La modération automatisée doit, elle aussi, être repensée. Les filtres détectent encore mal les insultes en langues africaines ou les images détournées subtilement. Une collaboration avec les chercheuses locales permettrait d’affiner les bases de données d’entraînement.

À l’échelle individuelle, développer l’aisance numérique est essentiel. Des programmes de littératie en ligne, soutenus par des entreprises télécoms partenaires, enseignent déjà l’autoprotection : sécurisation des comptes, déconstruction des infox, et réaction coordonnée face aux raids haineux.

Soutenir les survivantes, changer la culture

Selon l’UNESCO, moins d’un quart des journalistes agressées en ligne obtiennent réparation. Les signalements demeurent freinés par la honte, la peur ou la complexité procédurale. Financer des centres d’assistance juridique spécialisés devient donc stratégique.

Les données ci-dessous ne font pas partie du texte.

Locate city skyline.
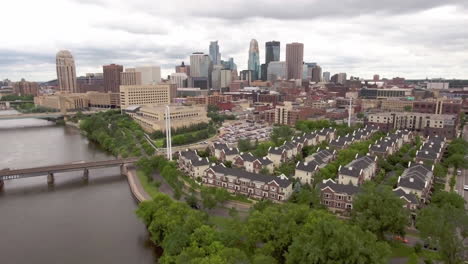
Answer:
[0,0,468,81]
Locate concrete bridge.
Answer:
[0,110,102,120]
[0,158,138,189]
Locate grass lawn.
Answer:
[389,241,440,264]
[137,170,160,198]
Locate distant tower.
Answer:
[56,50,78,93]
[210,41,221,65]
[286,42,304,79]
[248,39,260,80]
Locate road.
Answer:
[456,170,468,210]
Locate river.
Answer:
[0,111,157,264]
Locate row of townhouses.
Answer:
[318,133,445,212]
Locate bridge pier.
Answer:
[47,173,55,185]
[83,168,89,181]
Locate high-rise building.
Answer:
[210,41,221,65]
[267,61,286,82]
[135,66,161,85]
[56,50,78,93]
[211,65,223,91]
[311,65,322,83]
[102,64,123,93]
[190,52,212,78]
[176,62,190,76]
[323,72,330,82]
[120,68,142,85]
[120,83,177,108]
[265,41,280,65]
[248,39,260,80]
[286,42,304,79]
[171,72,188,88]
[337,72,346,84]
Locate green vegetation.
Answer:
[207,105,236,124]
[0,94,34,101]
[14,102,58,114]
[314,131,385,183]
[136,194,390,264]
[80,111,148,158]
[416,191,468,264]
[352,182,409,240]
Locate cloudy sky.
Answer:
[0,0,468,81]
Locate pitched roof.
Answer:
[318,179,361,195]
[209,165,292,188]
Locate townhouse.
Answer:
[177,149,210,178]
[233,152,274,173]
[397,163,434,203]
[318,179,360,214]
[202,164,293,202]
[338,155,377,186]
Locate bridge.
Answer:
[0,109,103,120]
[0,158,138,189]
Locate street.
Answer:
[455,170,468,210]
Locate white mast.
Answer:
[348,97,353,127]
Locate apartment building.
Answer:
[202,164,293,202]
[366,112,457,138]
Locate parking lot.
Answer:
[218,121,273,144]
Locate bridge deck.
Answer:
[0,158,138,180]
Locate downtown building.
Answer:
[366,112,457,139]
[56,50,78,93]
[286,42,304,80]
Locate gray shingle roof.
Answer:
[209,165,291,188]
[318,179,361,195]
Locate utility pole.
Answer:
[348,97,353,127]
[166,105,172,161]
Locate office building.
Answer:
[265,41,280,65]
[127,105,210,133]
[102,64,123,93]
[210,41,221,65]
[337,72,346,84]
[322,72,330,82]
[176,62,190,76]
[286,42,304,80]
[120,68,142,85]
[171,72,188,88]
[120,83,177,108]
[366,112,457,139]
[267,61,287,82]
[248,39,261,80]
[56,50,78,93]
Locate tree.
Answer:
[286,216,390,264]
[352,183,409,240]
[416,203,468,264]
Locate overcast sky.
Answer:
[0,0,468,81]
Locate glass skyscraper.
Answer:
[265,41,280,65]
[248,39,260,80]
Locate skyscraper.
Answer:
[56,50,78,93]
[102,64,123,93]
[248,39,260,80]
[265,41,280,65]
[210,41,221,65]
[323,72,330,82]
[286,42,304,79]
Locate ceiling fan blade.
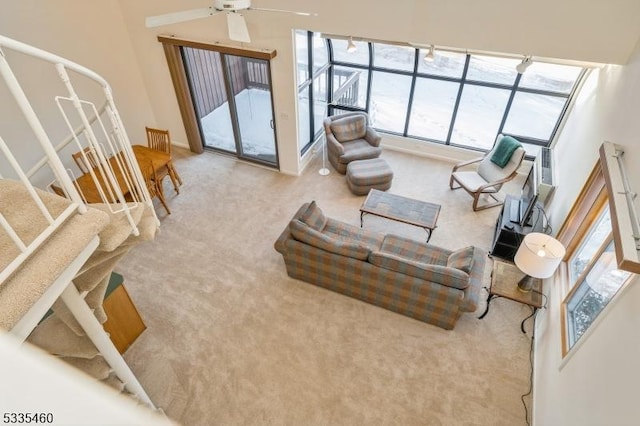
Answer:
[248,7,318,16]
[227,12,251,43]
[145,7,218,28]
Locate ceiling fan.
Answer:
[145,0,317,43]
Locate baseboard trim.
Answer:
[171,141,191,151]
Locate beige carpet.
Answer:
[117,146,531,426]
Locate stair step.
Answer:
[0,179,76,270]
[0,208,109,330]
[27,314,99,359]
[91,203,145,251]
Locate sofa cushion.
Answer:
[447,246,473,274]
[330,115,367,142]
[380,234,451,266]
[300,201,327,231]
[289,219,371,260]
[369,252,469,290]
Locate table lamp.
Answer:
[514,232,565,292]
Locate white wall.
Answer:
[120,0,640,174]
[0,0,155,173]
[534,39,640,425]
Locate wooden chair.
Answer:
[145,127,182,194]
[449,134,525,211]
[139,161,171,214]
[71,147,98,174]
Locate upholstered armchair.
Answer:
[449,135,525,211]
[324,112,382,174]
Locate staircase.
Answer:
[0,36,159,408]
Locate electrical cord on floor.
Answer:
[520,310,546,426]
[531,288,549,309]
[520,336,533,426]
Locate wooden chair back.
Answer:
[138,160,171,214]
[71,147,98,174]
[145,127,171,155]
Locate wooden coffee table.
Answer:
[360,189,441,242]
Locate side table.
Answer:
[478,259,542,333]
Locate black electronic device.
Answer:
[509,167,538,226]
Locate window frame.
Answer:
[327,37,587,159]
[558,161,635,360]
[293,29,333,156]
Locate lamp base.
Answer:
[518,275,535,293]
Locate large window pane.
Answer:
[569,206,611,283]
[331,39,369,66]
[467,55,520,85]
[409,78,460,142]
[451,85,510,150]
[369,71,411,133]
[566,241,631,348]
[295,30,309,86]
[333,65,369,109]
[298,86,311,152]
[313,71,329,135]
[312,33,329,73]
[373,43,416,71]
[504,92,566,140]
[418,49,467,78]
[518,62,582,94]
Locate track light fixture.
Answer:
[422,44,435,62]
[516,56,533,74]
[347,36,358,53]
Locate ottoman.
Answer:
[347,158,393,195]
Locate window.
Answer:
[559,166,633,355]
[320,34,585,156]
[408,78,460,141]
[369,71,411,134]
[294,30,330,154]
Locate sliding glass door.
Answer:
[182,47,278,167]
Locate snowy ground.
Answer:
[200,89,276,162]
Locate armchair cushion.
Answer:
[330,115,367,142]
[300,201,327,231]
[369,252,469,290]
[447,246,474,274]
[491,136,522,167]
[289,219,371,260]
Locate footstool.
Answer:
[347,158,393,195]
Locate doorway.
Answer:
[180,46,278,168]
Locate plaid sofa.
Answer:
[275,202,487,330]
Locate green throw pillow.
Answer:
[491,136,522,167]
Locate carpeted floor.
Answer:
[117,150,532,426]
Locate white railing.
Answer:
[0,36,153,285]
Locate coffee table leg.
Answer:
[520,307,538,334]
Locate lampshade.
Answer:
[516,56,533,74]
[514,232,565,278]
[347,37,358,53]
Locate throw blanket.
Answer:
[491,136,522,167]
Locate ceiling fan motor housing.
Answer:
[213,0,251,12]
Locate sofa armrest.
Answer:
[369,252,469,290]
[273,203,311,255]
[364,127,382,147]
[289,219,371,260]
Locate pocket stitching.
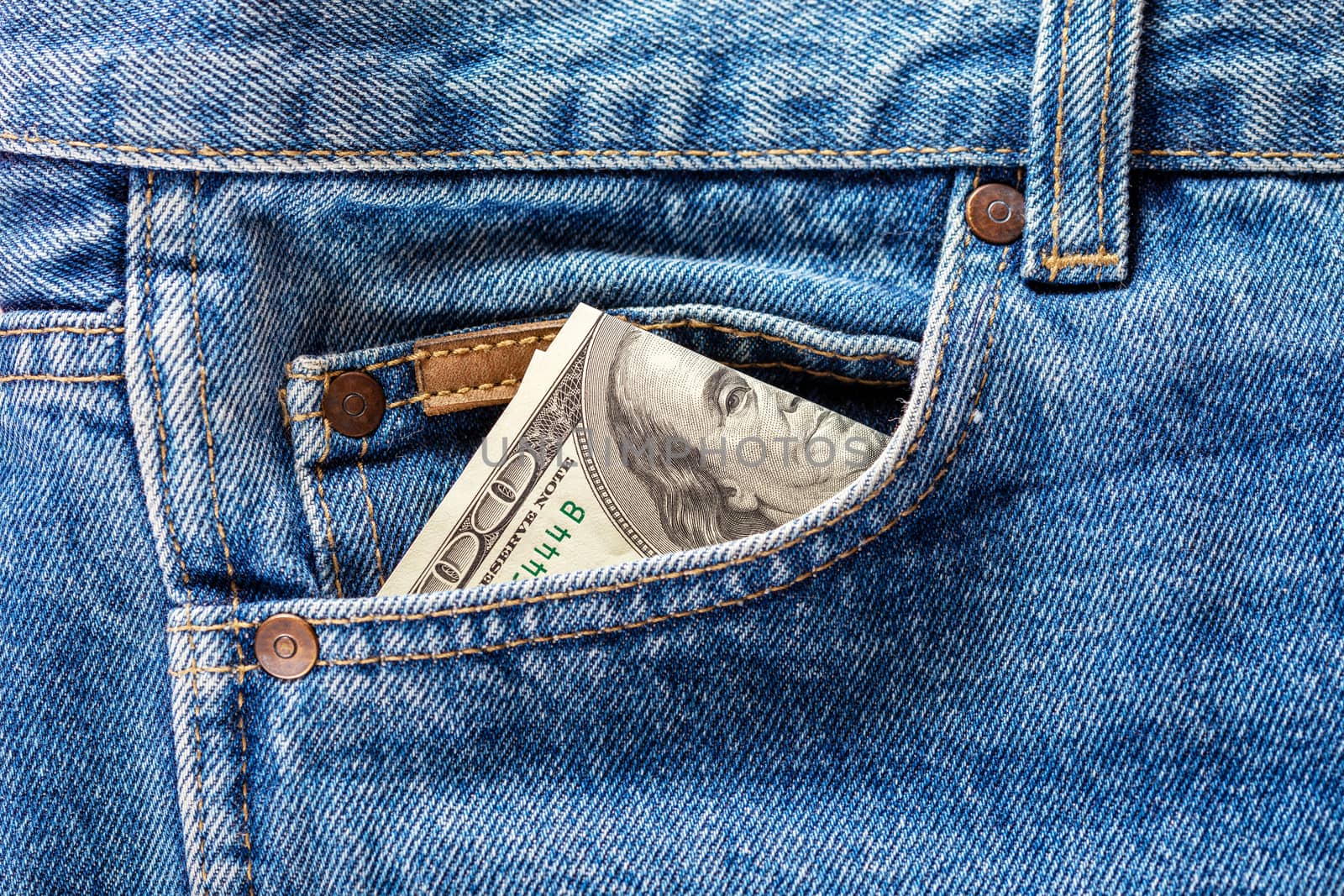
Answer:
[168,235,1010,676]
[311,249,1008,666]
[168,191,1010,652]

Les mouvements féministes, malgré des coupes budgétaires, restent le moteur de la mobilisation. Le programme européen « ACT to End Violence against Women and Girls » finance des hotlines, des refuges numériques et des campagnes contre la misogynie virale.

Changer la culture passe aussi par l’éducation des garçons, dès le primaire, au respect dans les espaces virtuels. Des modules pilotes à Pointe-Noire montrent qu’une pédagogie participative réduit les propos sexistes en ligne de 30 % en un trimestre.

Nouveaux outils, nouveaux espoirs

Pour guider les États, ONU Femmes publie un supplément au Manuel pour la législation sur la violence faite aux femmes et un Guide pratique destiné aux forces de police face aux abus technologiques.

Ces ressources proposent des protocoles clairs : collecte de preuves numériques, protection de la vie privée des plaignantes, coopération avec les fournisseurs d’accès et formation continue des enquêteurs et magistrats nationaux.

« Tant que l’espace digital ne sera pas sûr pour toutes, l’égalité demeurera hors de portée », insiste Sima Bahous. Les 16 Jours d’activisme 2025 invitent chacun à agir maintenant : renforcer les lois, soutenir les survivantes et bâtir un Internet inclusif.